Sunday, January 30, 2011

How they really think about you

At the World Economic Forum at Davos, Switzerland, on Saturday, Larry Summers, former head of the White House National Economic Council, endorsed Barack Obama's stimulus spending.
"The highest priority has to attach to establishing strong and significant growth," said Summers....
He got immediate pushback from Edmund Kelly, CEO of Liberty Mutual insurance company, one of whose first actions on joining the company in 1992 was to fire 1500 employees. He said
the U.S. fiscal expansion was acceptable on condition that the country lowers the long-term cost of employment by slashing benefits.

The U.S., he said, "can stimulate in the short term and at the same time give the world the confidence that we as a country are willing to make the tough decisions on the long-term cost of benefits, whether heath care or pensions," he said.
But not, it would appear, on corporate salaries - Kelly took in a cool $27 million in 2005 - and perks.

Danish labor leader (or, as the article labeled him, "union boss") Peter Waldorff objected, pointing out that 30 million people worldwide had lost their jobs over the past two years and said nations should "secure people a minimal salary, some social security, some pension benefits."
What's affordable, Waldorff said, was a matter of priority: "How many trillions could we raise overnight to save the biggest business in the United States?"

Kelly countered that the U.S. bailout fund, known as the Troubled Asset Relief Program, or TARP, was likely to recoup most or all of the money disbursed.
Which is true and so sounds like a clever retort - provided you don't actually think about it. What it actually does, though, is ignore or perhaps better said evade Waldorff's point, which was that the money to bail out the banks and the bankers was raised and it was raised more or less overnight. When it was decided the corporate world needed the cash, it was found. It was there. When that TARP money went out, the feds hoped to recover most of it - but they had no real idea if they would or not. That was not a requirement of the program going in and while it was a consideration, the consideration was "Big powerful companies need our help! We must not fail them lest the thunder of their fall doom us all!"

It's always the way: When people need help, you have to justify doing it. When big corporations need help, you have to justify not doing it. Because that is how they think of you: You are just not that important.

Footnote: It's attitudes like Kelly's that always tempt me to say these meetings are held in Davros.

4 comments:

JayV said...

Heh.

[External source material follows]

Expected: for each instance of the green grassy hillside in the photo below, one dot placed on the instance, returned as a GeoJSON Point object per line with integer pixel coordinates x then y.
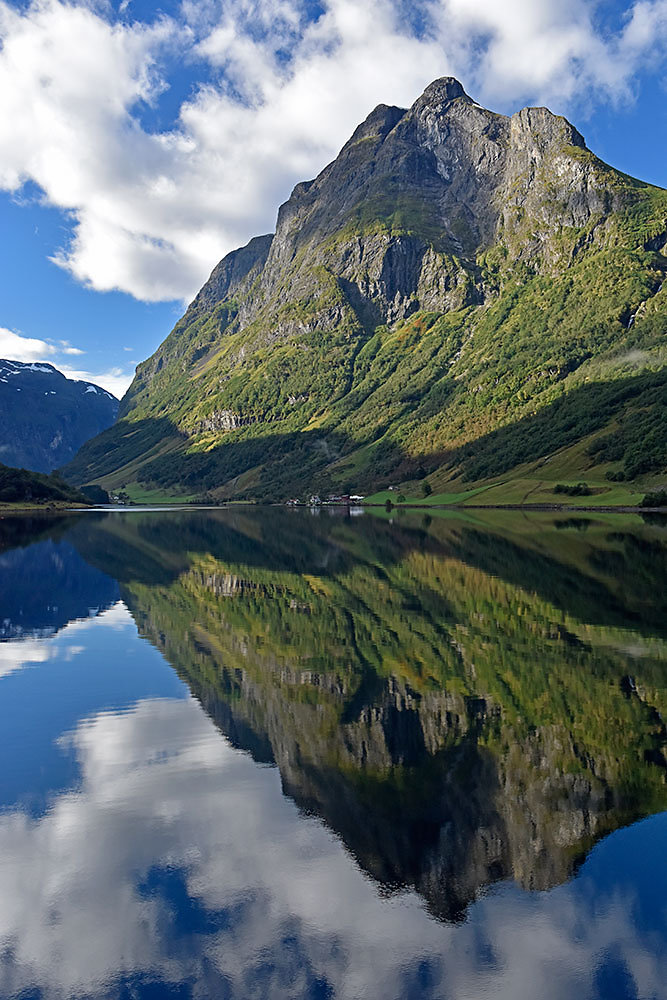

For Kelly that's "The American Experience." (Hint: click this link and you'll get my pun.)

Happy New Year.

LarryE said...

I'm not sure I do. The first thing that came up was a trailer about a TAE episode about the Greely Expedition which certainly seems to have a spiritual resonance, but if that's not it, then I have to confess I'm not sure of the pun.

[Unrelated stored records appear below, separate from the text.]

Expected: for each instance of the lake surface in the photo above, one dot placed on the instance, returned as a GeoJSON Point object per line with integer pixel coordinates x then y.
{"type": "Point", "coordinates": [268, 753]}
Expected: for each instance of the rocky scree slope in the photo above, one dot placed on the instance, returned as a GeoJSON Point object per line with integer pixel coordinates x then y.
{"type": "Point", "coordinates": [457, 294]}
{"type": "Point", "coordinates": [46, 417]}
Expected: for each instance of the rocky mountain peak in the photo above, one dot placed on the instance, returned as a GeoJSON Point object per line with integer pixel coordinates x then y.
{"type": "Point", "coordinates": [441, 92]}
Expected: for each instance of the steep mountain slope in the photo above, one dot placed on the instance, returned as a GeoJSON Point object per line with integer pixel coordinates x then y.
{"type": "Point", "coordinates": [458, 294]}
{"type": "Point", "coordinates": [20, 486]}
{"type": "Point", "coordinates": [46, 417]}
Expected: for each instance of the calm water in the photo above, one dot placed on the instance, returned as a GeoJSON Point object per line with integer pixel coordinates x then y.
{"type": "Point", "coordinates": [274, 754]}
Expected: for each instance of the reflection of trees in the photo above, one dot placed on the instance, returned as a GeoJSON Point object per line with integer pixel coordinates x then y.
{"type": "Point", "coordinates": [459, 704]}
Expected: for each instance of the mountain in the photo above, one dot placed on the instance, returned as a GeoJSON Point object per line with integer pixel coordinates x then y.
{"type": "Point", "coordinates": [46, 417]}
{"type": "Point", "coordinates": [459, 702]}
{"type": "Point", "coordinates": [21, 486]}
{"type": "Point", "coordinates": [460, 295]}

And HNY to you, too. Did that thing in Attleboro in November come off?

JayV said...

Well my (maybe lame) pun was referring to Liberty Mutual's sponsorship of the American Experience. Bit of a stretch. But I was appalled by Kelly's remarks especially juxtaposed with Liberty Mutual's slick sponsorship promo's on the PBS program.

We drove down to the horror fest in Foxboro. Our short was presented after lunch on the last day of the festival. Apart from one other person, the four of us who drove down were the only people who saw it at the festival. We had wanted to see a real theatre audience's reaction. The organisers may have had good intentions, but it was badly planned; and the fact that the theatre in Providence suddenly became unavailable meant that the they had to scramble to find a new venue.

Tuesday's the Day! "To Die For," the first short of our series based on urban legends will premiere on February 1.

http://legendsofurbanhorror.com/index.html

http://deadfi.blogspot.com/

LarryE said...

Ah. I didn't notice the sponsorship. Duh.

OTOH, I still think the Greely expedition still has a certain spiritual resonance with Kelly's attitude. :-)

Too bad about Attleboro and good luck with the film!